Option (1) was a little far-fetched, but not outside the realm of possibility.  Option (2) struck most knowledgeable people as outright impossible; North was known for her absolute painstaking attention to minute detail.  So botanist and illustrator Tianyi Yu decided (3) had to be correct.  But how to find a single species of plant in an overgrown wilderness on the island of Borneo, which had avoided detection by other scientists for over a century?

Yu had a brainstorm; maybe it hadn't completely flown under the radar.  He decided to spend some time in the herbarium at Kew Gardens.  If you are ever in England, Kew is a must-see; it is home to one of the most amazingly complete collection of plants in the world, and is also stunningly beautiful, especially in spring and summer.  The herbarium contains collections of preserved plants stretching back to its founding in the middle of the nineteenth century, and currently houses over eight million specimens.
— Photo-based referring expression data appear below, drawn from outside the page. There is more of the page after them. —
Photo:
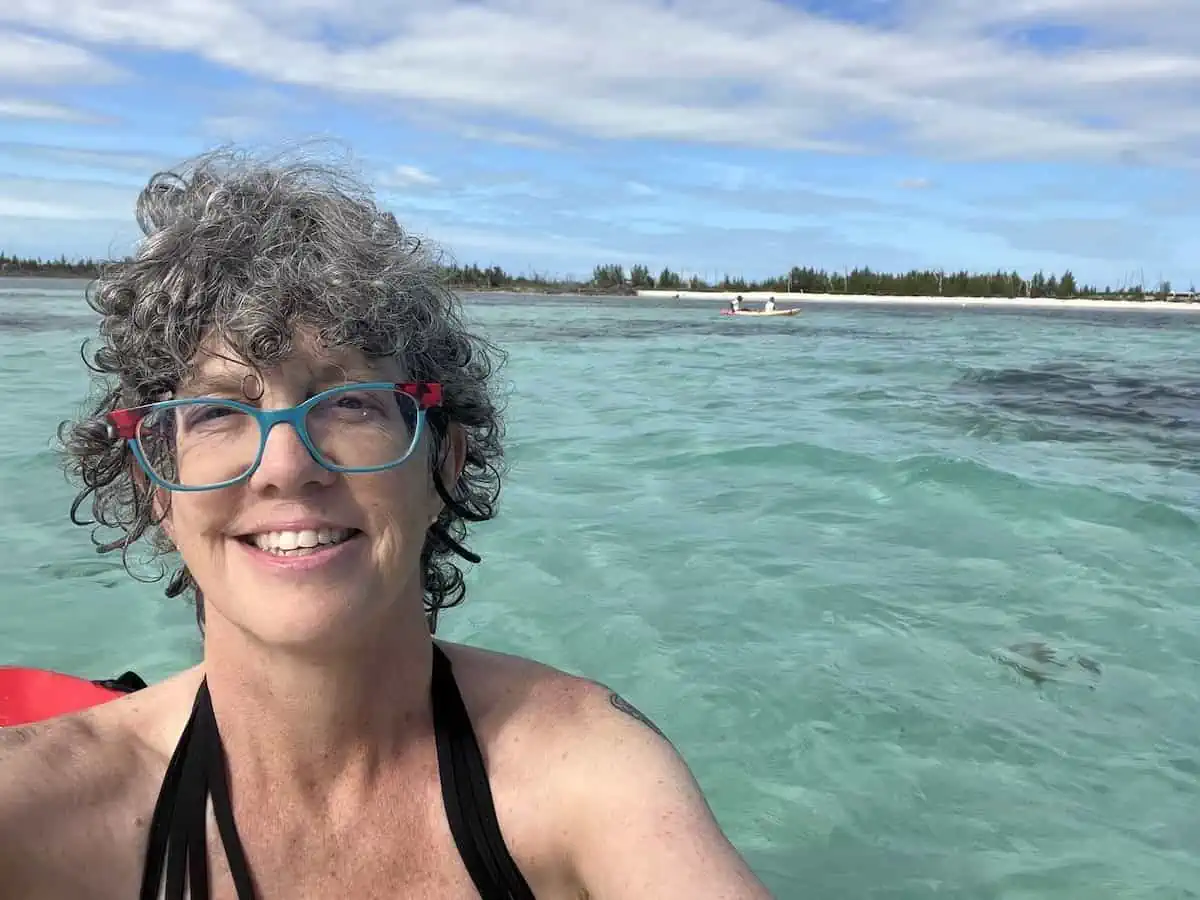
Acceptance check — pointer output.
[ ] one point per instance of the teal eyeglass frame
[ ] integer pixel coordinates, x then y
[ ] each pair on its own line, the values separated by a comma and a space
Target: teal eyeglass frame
126, 424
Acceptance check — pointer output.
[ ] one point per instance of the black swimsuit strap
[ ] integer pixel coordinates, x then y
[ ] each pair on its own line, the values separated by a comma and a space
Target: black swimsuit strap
467, 796
178, 849
178, 839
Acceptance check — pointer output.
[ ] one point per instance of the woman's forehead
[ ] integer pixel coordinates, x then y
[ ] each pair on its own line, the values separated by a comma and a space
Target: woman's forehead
219, 367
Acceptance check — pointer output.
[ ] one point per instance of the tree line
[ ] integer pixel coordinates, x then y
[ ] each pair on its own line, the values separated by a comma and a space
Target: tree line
613, 279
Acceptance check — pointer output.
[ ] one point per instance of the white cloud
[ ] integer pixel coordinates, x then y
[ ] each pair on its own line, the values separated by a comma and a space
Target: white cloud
25, 60
943, 79
399, 177
65, 199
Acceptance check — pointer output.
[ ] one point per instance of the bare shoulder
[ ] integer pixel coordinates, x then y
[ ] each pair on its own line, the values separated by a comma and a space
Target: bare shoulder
633, 819
76, 793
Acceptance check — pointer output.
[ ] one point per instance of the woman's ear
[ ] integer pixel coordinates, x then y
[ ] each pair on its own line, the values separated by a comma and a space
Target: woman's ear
449, 466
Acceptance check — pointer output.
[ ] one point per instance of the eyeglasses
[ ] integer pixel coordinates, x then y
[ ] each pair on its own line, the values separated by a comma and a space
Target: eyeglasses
205, 443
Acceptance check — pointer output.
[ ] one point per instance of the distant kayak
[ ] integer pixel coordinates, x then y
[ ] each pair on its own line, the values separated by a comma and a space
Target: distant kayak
760, 312
30, 695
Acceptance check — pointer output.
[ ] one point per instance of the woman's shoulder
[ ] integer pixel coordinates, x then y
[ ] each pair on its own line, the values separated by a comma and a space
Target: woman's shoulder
77, 790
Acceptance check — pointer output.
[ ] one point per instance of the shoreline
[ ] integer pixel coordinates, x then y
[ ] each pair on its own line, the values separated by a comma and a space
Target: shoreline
1018, 303
795, 298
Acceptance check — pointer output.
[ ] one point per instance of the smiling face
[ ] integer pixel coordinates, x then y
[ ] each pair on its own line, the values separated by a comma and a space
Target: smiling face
249, 545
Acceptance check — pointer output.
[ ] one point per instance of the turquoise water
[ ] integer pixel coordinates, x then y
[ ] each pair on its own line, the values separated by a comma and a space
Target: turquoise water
799, 545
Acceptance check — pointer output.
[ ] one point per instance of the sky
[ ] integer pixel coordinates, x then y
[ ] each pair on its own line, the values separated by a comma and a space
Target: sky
715, 137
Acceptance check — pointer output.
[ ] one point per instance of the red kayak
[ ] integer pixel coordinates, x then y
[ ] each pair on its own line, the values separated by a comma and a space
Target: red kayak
30, 695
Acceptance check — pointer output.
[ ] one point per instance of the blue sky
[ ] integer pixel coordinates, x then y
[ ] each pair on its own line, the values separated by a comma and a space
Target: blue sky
711, 136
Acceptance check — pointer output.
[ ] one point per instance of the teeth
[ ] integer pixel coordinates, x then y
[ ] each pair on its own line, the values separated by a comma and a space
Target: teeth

So saying it was a needle in a haystack is an understatement.  Yu had one thing going for him; North had been not only a meticulous artist, she was also conscientious about writing down where her paintings had been made.  This one was labeled "Matang Forest, Sarawak," and since the Kew specimens are catalogued not only by species but by location, it significantly narrowed down Yu's search.

And he found it.  A sprig of it was collected in 1973 and sent back to Kew, but was unidentified.  Yu studied both the specimen and North's painting, and concluded that it was a member of the genus Chassalia -- also in Rubiaceae, so the guess of Psychotria hadn't been that far off.

Further analysis by botanists confirmed Yu's surmise.  As the person who identified it as a previously-unrecorded species, Yu was given the honor of naming it.

And last year, it went down in the taxonomic records as Chassalia northi, in recognition of Marianne North's contributions to the field of botany.

So out there on the island of Borneo is a little shrub with white flowers and blue berries that we now have a name for because of a nineteenth-century adventurer/scientist/artist, a happenstance collection from 1973, and a diligent modern botanist determined to put the pieces together.  Just showing that we can still pick away at the sphere of our own ignorance -- but only if we are first willing to admit that there is a lot we still don't know about the world we live in.